Polda Banten belum menetapkan tersangka tambang emas ilegal di kawasan Taman Nasional Gunung Halimun Salak (TNGHS). Padahal tambang emas ini jadi salah satu penyebab terjadinya tanah longsor dan banjir pada awal 2020 di Lebak.
Saat ditanya perkembangan penyidikan kasus ini, Kapolda Banten Irjen Agung Sabar Santoso hanya menjawab singkat. Dia hanya menjawab Satgas Penambang Emas Tanpa Izin (PETI) masih bekerja.
"Oh iya, kita tetep, pasti," kata Agung singkat kepada wartawan di Kantor Kejati Banten, Jl Serang-Pandeglang, Kota Serang, Senin (10/2/2020).
SCROLL TO CONTINUE WITH CONTENT
Satgas PETI sudah menutup 21 lokasi tambang emas ilegal. Penutupan dilakukan bersama Dinas Lingkungan Hidup dan Kehutanan Banten (DLHK), Badan Penanggulangan Bencana Daerah (BPBD) Banten, serta TNI.

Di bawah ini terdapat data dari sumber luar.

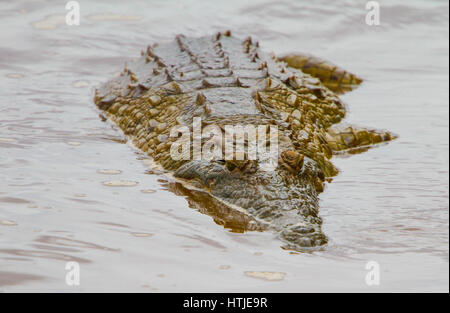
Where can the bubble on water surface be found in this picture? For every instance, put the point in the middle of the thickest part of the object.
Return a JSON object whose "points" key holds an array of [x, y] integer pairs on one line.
{"points": [[80, 84], [7, 140], [120, 183], [50, 22], [112, 17], [74, 143], [109, 172], [142, 234], [271, 276], [148, 191]]}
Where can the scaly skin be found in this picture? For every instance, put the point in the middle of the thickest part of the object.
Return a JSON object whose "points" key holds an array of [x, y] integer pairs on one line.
{"points": [[227, 81]]}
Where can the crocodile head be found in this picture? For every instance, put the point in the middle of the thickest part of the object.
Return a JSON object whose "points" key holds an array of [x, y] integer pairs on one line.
{"points": [[284, 199]]}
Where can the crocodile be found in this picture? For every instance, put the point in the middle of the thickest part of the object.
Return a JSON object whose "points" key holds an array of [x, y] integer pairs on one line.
{"points": [[225, 80]]}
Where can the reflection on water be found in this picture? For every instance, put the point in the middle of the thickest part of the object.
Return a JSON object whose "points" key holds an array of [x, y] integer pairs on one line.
{"points": [[71, 190]]}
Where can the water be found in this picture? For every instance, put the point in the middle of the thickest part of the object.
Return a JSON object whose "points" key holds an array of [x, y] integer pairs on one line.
{"points": [[389, 205]]}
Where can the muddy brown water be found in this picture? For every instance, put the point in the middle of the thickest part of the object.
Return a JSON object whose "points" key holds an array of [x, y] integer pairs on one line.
{"points": [[60, 163]]}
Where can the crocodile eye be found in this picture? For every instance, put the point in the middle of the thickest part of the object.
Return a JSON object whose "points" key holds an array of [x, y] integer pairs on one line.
{"points": [[292, 161]]}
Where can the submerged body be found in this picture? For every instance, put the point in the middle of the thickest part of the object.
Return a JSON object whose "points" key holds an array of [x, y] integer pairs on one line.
{"points": [[228, 81]]}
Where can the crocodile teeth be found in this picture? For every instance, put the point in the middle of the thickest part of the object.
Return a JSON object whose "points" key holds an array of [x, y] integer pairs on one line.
{"points": [[293, 82], [200, 99], [172, 88]]}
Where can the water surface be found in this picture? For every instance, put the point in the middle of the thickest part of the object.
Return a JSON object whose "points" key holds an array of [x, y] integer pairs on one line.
{"points": [[389, 205]]}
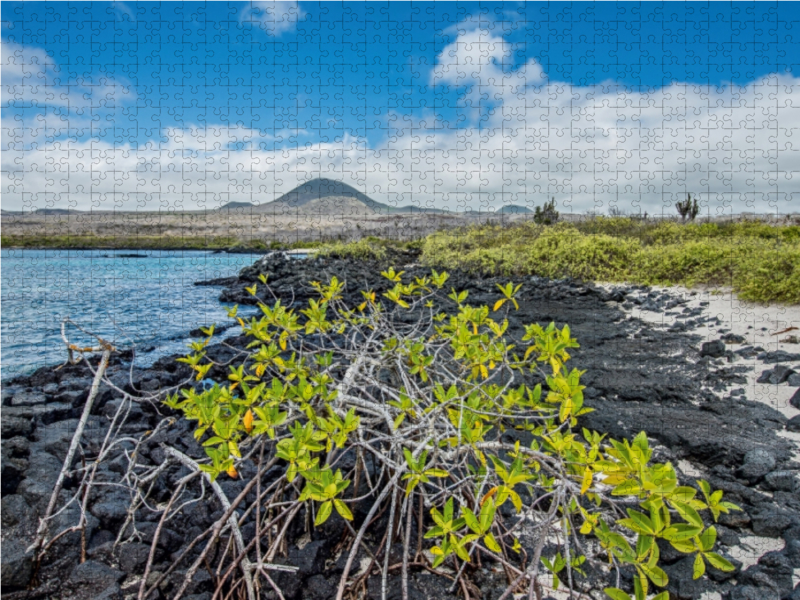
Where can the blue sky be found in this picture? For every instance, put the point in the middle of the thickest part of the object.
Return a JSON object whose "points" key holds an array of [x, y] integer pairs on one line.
{"points": [[457, 105]]}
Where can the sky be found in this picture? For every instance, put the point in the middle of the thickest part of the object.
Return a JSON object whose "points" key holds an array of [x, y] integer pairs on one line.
{"points": [[189, 105]]}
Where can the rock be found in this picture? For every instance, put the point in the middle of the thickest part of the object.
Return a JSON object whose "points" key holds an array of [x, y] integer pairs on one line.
{"points": [[28, 398], [733, 338], [770, 523], [112, 509], [757, 463], [12, 470], [319, 587], [785, 481], [749, 592], [681, 584], [773, 571], [56, 438], [780, 374], [765, 376], [93, 578], [727, 537], [133, 557], [15, 510], [72, 397], [721, 576], [16, 566], [713, 349], [12, 426], [40, 477], [778, 356], [51, 389], [46, 413]]}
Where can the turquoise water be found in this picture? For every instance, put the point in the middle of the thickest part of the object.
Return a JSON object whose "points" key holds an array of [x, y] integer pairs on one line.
{"points": [[147, 302]]}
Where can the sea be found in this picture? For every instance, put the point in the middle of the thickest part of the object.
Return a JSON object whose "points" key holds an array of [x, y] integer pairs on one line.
{"points": [[148, 301]]}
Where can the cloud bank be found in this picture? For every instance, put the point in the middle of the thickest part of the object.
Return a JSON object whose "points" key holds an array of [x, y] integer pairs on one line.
{"points": [[519, 138]]}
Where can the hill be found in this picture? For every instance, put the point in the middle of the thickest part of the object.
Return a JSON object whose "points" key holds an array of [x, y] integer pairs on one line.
{"points": [[232, 205], [514, 209], [332, 197]]}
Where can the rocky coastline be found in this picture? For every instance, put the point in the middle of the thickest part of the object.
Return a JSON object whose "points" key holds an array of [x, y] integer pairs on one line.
{"points": [[687, 392]]}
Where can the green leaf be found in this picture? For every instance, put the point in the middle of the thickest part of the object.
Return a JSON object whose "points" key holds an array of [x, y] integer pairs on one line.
{"points": [[471, 520], [688, 513], [325, 510], [491, 543], [343, 510], [708, 538], [699, 566], [719, 562], [616, 594]]}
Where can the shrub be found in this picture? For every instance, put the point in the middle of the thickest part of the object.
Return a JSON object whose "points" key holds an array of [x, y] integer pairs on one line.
{"points": [[418, 406], [688, 208], [547, 214]]}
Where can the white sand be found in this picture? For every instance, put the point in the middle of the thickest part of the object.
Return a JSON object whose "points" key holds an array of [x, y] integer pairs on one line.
{"points": [[759, 324]]}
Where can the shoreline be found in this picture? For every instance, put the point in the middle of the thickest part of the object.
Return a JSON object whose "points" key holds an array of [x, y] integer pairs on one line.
{"points": [[642, 373]]}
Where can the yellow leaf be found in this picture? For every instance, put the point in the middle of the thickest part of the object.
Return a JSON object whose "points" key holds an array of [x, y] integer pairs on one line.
{"points": [[587, 480]]}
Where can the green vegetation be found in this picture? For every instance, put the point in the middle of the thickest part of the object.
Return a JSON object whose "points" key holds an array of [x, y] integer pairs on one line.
{"points": [[760, 262], [687, 209], [324, 387], [547, 214]]}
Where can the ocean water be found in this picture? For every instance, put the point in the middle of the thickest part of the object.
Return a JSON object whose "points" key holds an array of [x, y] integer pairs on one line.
{"points": [[149, 303]]}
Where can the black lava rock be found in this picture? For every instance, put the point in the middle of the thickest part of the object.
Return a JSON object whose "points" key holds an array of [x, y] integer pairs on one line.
{"points": [[713, 349]]}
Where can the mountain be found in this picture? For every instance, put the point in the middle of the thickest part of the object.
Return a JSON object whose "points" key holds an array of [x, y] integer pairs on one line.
{"points": [[331, 197], [514, 209], [232, 205], [324, 196], [56, 211]]}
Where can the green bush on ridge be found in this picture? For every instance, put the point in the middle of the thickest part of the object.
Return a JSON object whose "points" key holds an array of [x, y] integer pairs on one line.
{"points": [[760, 262], [424, 394]]}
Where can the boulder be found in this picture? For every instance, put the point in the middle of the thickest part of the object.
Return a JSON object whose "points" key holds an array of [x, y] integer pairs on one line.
{"points": [[713, 349], [92, 579], [11, 426], [682, 584], [46, 413], [770, 522], [28, 398], [15, 510], [780, 373], [778, 356], [793, 424], [733, 338], [749, 592], [794, 401], [785, 481], [757, 463], [40, 477], [16, 565]]}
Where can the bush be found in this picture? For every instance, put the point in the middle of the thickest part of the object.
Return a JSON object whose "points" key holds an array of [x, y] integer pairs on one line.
{"points": [[419, 407], [547, 214], [688, 208], [759, 261]]}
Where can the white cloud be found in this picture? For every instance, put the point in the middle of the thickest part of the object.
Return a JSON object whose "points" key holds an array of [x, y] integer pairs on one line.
{"points": [[275, 17], [591, 147]]}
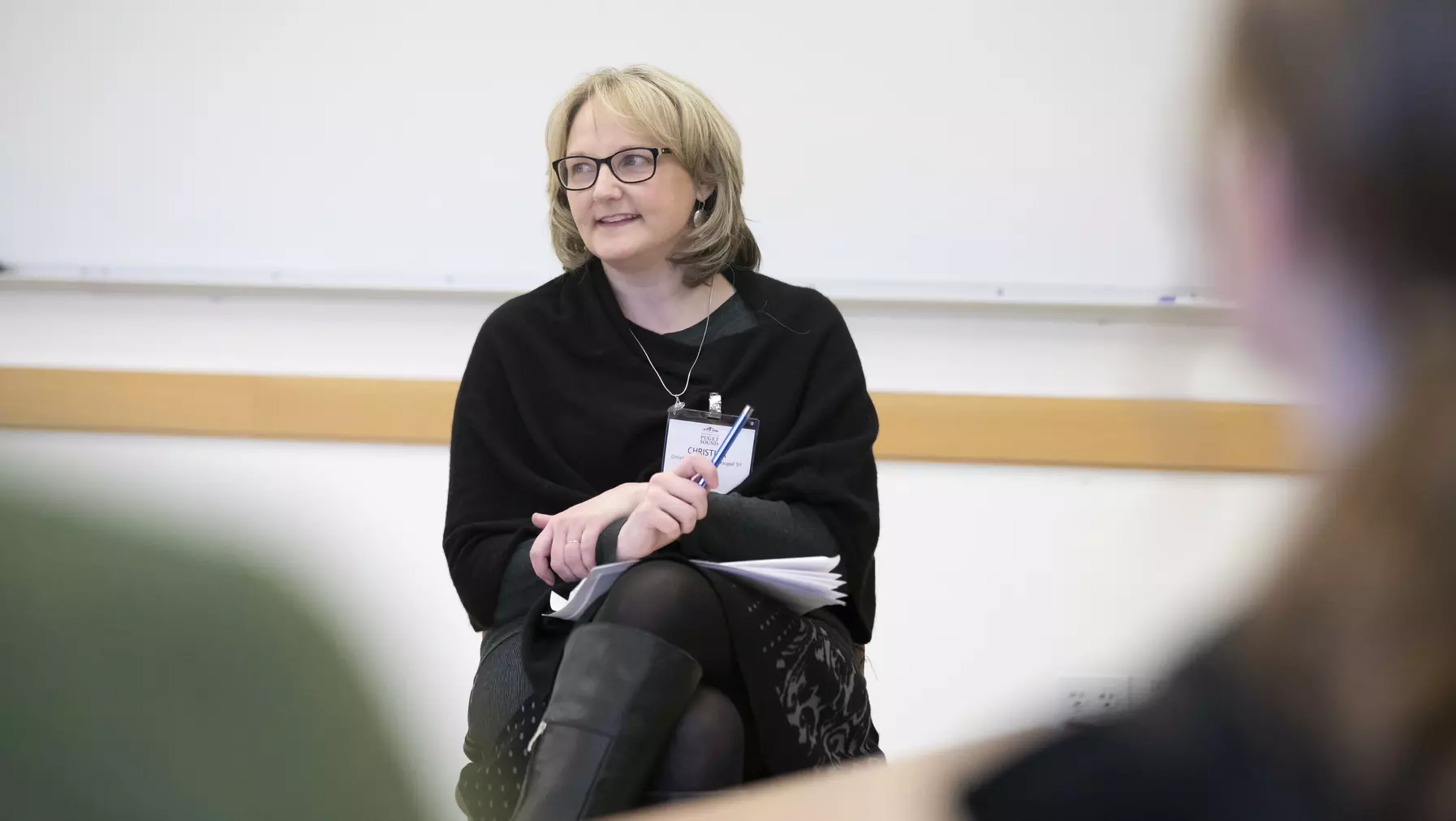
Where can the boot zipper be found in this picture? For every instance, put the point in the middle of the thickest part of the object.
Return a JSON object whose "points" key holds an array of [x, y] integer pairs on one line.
{"points": [[536, 736]]}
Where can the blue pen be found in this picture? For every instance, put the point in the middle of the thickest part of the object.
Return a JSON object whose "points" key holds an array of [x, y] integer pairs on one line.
{"points": [[733, 434]]}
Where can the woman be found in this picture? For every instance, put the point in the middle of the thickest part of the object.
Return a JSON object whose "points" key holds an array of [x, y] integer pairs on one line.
{"points": [[1334, 201], [680, 681]]}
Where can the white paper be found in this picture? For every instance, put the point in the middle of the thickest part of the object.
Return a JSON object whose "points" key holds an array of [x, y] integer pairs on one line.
{"points": [[803, 584]]}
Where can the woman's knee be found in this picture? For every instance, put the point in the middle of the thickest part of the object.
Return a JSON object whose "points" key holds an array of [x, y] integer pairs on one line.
{"points": [[706, 751], [658, 594]]}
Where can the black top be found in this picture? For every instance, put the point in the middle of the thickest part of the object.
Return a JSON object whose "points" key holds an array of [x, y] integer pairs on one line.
{"points": [[727, 319], [558, 405]]}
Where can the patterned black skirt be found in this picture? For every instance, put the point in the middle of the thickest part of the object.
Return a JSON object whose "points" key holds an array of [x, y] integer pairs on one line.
{"points": [[803, 676]]}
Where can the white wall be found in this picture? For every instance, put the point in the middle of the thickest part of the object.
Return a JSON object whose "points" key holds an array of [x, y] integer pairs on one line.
{"points": [[403, 137], [993, 581]]}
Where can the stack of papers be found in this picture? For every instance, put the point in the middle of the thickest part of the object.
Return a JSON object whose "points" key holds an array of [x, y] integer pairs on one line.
{"points": [[801, 584]]}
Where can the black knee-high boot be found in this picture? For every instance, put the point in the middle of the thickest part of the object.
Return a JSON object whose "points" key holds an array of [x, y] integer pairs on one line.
{"points": [[618, 696]]}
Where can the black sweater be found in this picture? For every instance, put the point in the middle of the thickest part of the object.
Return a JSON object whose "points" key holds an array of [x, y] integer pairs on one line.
{"points": [[558, 405]]}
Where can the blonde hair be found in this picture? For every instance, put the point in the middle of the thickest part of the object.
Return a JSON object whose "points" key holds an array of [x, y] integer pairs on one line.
{"points": [[676, 115], [1355, 642]]}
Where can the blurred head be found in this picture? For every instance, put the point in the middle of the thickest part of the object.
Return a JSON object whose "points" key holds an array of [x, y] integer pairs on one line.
{"points": [[1334, 184], [1335, 200], [671, 153]]}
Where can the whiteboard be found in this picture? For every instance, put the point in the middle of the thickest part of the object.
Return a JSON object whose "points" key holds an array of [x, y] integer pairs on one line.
{"points": [[941, 147]]}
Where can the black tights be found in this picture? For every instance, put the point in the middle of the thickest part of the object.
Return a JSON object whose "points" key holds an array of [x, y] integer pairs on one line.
{"points": [[711, 747]]}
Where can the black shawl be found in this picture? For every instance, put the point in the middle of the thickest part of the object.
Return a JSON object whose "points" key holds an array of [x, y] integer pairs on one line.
{"points": [[558, 405]]}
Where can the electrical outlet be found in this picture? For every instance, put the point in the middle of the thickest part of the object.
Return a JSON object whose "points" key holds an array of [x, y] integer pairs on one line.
{"points": [[1094, 701]]}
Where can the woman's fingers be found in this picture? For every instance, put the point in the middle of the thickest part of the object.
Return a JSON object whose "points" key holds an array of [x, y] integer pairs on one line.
{"points": [[588, 547], [558, 556], [572, 556], [698, 465], [541, 555], [686, 490], [661, 521], [683, 512]]}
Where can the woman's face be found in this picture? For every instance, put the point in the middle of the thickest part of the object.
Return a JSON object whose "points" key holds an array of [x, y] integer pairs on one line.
{"points": [[1299, 303], [635, 224]]}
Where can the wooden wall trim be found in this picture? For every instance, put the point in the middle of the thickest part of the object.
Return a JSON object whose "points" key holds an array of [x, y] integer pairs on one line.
{"points": [[1010, 430]]}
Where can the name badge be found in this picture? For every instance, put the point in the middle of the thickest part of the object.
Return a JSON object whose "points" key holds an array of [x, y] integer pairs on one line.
{"points": [[700, 433]]}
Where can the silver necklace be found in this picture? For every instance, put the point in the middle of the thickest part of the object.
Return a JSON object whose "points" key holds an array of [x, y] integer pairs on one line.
{"points": [[678, 398]]}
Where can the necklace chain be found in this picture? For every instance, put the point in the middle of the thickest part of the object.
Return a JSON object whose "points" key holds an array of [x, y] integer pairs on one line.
{"points": [[678, 398]]}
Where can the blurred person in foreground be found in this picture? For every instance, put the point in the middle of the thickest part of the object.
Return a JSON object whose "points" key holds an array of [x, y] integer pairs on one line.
{"points": [[1333, 189], [141, 681]]}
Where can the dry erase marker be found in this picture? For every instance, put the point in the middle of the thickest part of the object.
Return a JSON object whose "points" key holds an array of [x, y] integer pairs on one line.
{"points": [[733, 434]]}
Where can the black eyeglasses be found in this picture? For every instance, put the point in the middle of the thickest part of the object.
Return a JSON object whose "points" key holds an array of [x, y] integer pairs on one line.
{"points": [[629, 165]]}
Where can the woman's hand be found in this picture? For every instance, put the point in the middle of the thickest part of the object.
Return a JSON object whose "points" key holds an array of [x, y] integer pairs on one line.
{"points": [[671, 507], [568, 540]]}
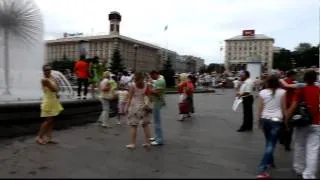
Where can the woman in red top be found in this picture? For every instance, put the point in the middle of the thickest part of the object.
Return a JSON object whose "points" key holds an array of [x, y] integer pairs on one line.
{"points": [[307, 139], [186, 89]]}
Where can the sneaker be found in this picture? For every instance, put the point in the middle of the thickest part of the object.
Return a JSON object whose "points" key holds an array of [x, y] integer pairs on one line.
{"points": [[155, 143], [263, 175], [131, 146]]}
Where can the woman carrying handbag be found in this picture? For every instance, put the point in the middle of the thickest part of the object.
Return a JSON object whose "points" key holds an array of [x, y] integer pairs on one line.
{"points": [[186, 89]]}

Sebelumnya, Kepala DLHK Banten Husni Hasan mengatakan cukong tambang emas ilegal kabur dari kawasan TNGHS Lebak. Ada 169 lubang tambang yang teridentifikasi di taman nasional. Satu lubang, merusak sekitar 1 hektare hutan di taman nasional. Penambang menggunakan kayu untuk menahan longsor di lubang-lubang tambang.
"Lebih dari 10 lubang yang sudah kita tutup, dan penambang, cukong lari kabur, itu juga polisi berusaha mengejar mereka," kata Kepala DLHK Husni Hasan kepada wartawan di Kawasan Pemerintahan Provinsi Banten (KP3B), Jumat (7/2).
Para cukong yang kabur dari Banten dan Lebak ini, kata Husni, jelas-jelas melanggar hukum. Mereka telah mencemari hutan dengan penggunaan merkuri untuk menambang emas. Perlu ada tindakan tegas dari penegak hukum dari Polda Banten.
"Iya harus tegas, yang memodali ini cukong-cukong, penambang umumnya pekerja dan dibayar, nanti oleh penambang hasilnya dijual ke cukong," paparnya.